Arts & Crafts

Smells are Free!

Most of the time we take our sense of smell for granted; yet it is the one human sense which improves with use, and it can add so much pleasure to our lives.
What are your favourite smells?
My list would not necessarily be flowery.
My spirits are lifted by many different aromas, not all of them sweet or romantically associated: hot tar, frying bacon, old books, liquorice, new-baked bread, and seaweed, as well as the fresh smell of clean washing, taken off the line on a sunny day, or a breath of lavender on the summer breeze.

Sometimes, when I open the back door in February or March, I can smell SPRING......
On warm summer mornings I can smell Africa.....
I had a lovely safari holiday there with my daughter, and she can smell it too.
Smells trigger memories, and can cure a headache or calm a troubled mind.
I was delighted when I found that the Nursery in my local Primary School used essential oils in the classroom, with some success, to settle disturbed and autistic children.

What are essential oils?
Essential oils, also referred to as "essences", are botanical extracts of various plant materials, and do not only originate from flowers, but from herbs, trees and other plant material.
They are highly odoriferous, volatile (they evaporate when uncovered), and have therapeutic properties which can be used to promote health and well-being.
The use of essential oils has a long history: they have been used, over centuries, for their healing power.
They are extremely concentrated, and are found in tiny amounts in all aromatic plants.

The essences, in minute quantities, are used in diffusers and candles to scent a room, or in massage oils, cosmetic creams, shampoos and perfumes.
They are very strong, and must be diluted for use on the hair or skin.
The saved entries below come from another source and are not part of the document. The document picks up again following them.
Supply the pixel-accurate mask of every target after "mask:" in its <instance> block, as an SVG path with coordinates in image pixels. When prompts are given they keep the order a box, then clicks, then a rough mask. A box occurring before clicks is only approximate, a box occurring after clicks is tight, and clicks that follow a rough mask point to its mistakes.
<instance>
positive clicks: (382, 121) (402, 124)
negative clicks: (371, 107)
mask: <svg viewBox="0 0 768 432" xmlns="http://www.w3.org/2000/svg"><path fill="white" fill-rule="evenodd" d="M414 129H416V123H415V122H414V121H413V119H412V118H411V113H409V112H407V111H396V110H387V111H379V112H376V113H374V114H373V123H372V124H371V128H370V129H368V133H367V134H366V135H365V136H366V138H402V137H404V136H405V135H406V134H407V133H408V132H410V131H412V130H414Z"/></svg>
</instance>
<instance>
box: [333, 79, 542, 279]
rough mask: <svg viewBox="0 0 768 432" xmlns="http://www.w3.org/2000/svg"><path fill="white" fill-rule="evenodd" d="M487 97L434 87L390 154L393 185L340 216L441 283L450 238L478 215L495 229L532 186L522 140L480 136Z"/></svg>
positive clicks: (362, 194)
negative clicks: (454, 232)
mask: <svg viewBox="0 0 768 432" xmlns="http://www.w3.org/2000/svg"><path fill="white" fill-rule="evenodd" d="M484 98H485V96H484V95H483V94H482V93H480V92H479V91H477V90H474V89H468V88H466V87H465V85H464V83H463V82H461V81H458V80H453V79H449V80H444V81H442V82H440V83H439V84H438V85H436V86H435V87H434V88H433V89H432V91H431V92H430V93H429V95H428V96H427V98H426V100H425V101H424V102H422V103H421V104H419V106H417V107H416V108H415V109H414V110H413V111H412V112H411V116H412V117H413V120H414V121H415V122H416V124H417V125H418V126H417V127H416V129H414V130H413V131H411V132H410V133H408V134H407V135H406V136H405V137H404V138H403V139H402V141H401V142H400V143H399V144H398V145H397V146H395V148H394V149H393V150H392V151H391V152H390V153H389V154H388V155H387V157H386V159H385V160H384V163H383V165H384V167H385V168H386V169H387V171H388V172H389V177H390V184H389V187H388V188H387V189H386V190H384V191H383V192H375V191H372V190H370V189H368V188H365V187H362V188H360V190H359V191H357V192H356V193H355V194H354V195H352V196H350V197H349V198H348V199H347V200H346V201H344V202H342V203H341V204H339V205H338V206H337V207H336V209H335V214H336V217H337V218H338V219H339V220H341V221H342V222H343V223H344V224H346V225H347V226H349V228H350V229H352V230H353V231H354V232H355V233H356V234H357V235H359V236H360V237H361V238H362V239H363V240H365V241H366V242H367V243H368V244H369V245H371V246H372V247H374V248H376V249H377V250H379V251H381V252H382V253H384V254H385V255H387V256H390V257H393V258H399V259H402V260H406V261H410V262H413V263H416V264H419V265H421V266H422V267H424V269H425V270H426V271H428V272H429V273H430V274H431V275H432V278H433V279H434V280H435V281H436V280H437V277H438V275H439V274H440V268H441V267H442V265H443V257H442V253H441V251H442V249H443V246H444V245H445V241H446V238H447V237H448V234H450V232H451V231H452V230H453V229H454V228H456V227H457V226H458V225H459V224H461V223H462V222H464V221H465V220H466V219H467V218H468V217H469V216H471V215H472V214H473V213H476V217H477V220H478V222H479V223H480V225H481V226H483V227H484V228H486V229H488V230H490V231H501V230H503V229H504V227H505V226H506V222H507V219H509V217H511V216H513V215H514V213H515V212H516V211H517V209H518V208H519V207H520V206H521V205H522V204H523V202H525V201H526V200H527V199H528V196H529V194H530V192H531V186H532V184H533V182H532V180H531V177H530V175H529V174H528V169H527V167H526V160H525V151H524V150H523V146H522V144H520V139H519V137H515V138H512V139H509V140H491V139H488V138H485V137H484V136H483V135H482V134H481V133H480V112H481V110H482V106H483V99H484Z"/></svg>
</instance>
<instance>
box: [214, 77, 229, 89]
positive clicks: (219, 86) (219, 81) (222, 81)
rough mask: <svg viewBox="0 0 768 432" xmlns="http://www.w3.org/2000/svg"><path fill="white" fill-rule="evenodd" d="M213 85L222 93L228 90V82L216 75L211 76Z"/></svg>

I put this one first because it really does keep insects at bay.
Every traveller should keep a bottle of citronella in the hand luggage!
Citronella candles are a bonus at a summer barbecue, ensuring both sweet scent and an insect-free meal.
We are told to be careful with this oil when dealing with animals, particularly dogs; they have very sensitive noses and find citronella extremely powerful.
Add a drop or two to your bedroom drawers and keep them moth-free.

Attar of roses

This oil is distilled from rose petals; it becomes quite solid at cool temperatures.
It takes thirty individual roses to make one drop of rose oil.
Therefore, the real oil is incredibly expensive: there are many imitations, so be careful when you buy!
It really is worth its weight in gold....



This is probably the most familiar essential oil, and certainly one of the most popular.
It has been used in many ways:
In the treatment of burns, as it accelerates cell growth and repair.
As a sedative and analgesic.
Even as an antidote to black widow venom!
A drop on your pillow will help you to sleep and calm a headache.
It can be used for blisters, bruises, bites and stings.
A sweet, woody, summer smell......
Have you tried lavender shortbread? It is delicious!
You can buy it in the shop at Kew Gardens.



I have never lived in a house without rosemary in the garden.
It has been said that rosemary only grows well when the woman is head of the house, but I can assure you that this is not always true!
Rosemary is a Mediterranean coastal plant.
Its Latin name means "dew of the sea."
It is powerfully aromatic.
It has many uses;
Used in massage oil, it comforts muscle aches and pains, rheumatism and arthritis.
In shampoo, it adds lustre to hair and helps to clear dandruff and headlice.


This oil has many uses, and is gentler than peppermint for children.
It is used in cases of asthma, bronchitis and catarrh.
It is particularly good for digestive disorders including colic, flatulence and nausea and has value in treating headaches.
All around us, even in a big city, there are natural remedies for our ills, often free.


Many years ago, when I could walk and stand easily, I made my tiny front garden into a herb chessboard.

I alternated pink paving-slabs with squares of cream chippings into which I planted different herbs; rue, thyme, feverfew, tansy, chives, dill, mint, tarragon, sage, basil and chamomile.
It was so pretty, sweet-smelling, and very easy to keep neat.
When my father died in 1983, I took a cutting from the rosemary bush in his garden and now have a large, aged bush in the front garden.
It is thirty years old this year!
Although bent and showing signs of wear, it still flowers profusely for much of the year, and I pick an aromatic sprig on my way to church every Sunday.
I often see passers-by pick a flower-head and smile as they breathe in the scent.
Whenever she cooks lamb, one of my local friends takes a sprig or two....
What would our lives be, without plants?